Les cheveux blonds, les yeux bleus profonds, l’homme possédait un charme évident. Il avait une main posée sur son ventre, sa tête reposait sur son autre bras. Les yeux dans le vague, il semblait réfléchir.
Dans le bureau, d’autres personnes semblaient, elles aussi, faire une pause.
Une jeune femme rousse avait la tête dans son ordinateur. Rien ne la dérangeait, même pas le bruit que faisaient les autres personnes qui étaient présentes dans les locaux.
Un jeune homme costaud mangeait un gâteau assis à son bureau en regardant la jeune femme l’air de rien.

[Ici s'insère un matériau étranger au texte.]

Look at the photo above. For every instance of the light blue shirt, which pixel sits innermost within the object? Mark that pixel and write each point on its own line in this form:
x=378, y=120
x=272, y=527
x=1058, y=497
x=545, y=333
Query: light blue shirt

Un autre homme d’origine asiatique lisait un bouquin énorme, les pieds croisés sur son bureau, se fichant totalement de ce qu’il pouvait se passer autour de lui.
Plus loin, dans un bureau personnel, on pouvait voir une femme brune qui remplissait de la paperasse.
On se trouve dans le CBI, le bureau californien d’investigations et les personnes sont toutes des agents. Toutes sauf une, l’homme allongé sur le canapé. Il était un consultant. D’ailleurs, on pouvait voir au premier coup d’œil qu’il était différent des autres et qu’il essayait de cultiver cette différence.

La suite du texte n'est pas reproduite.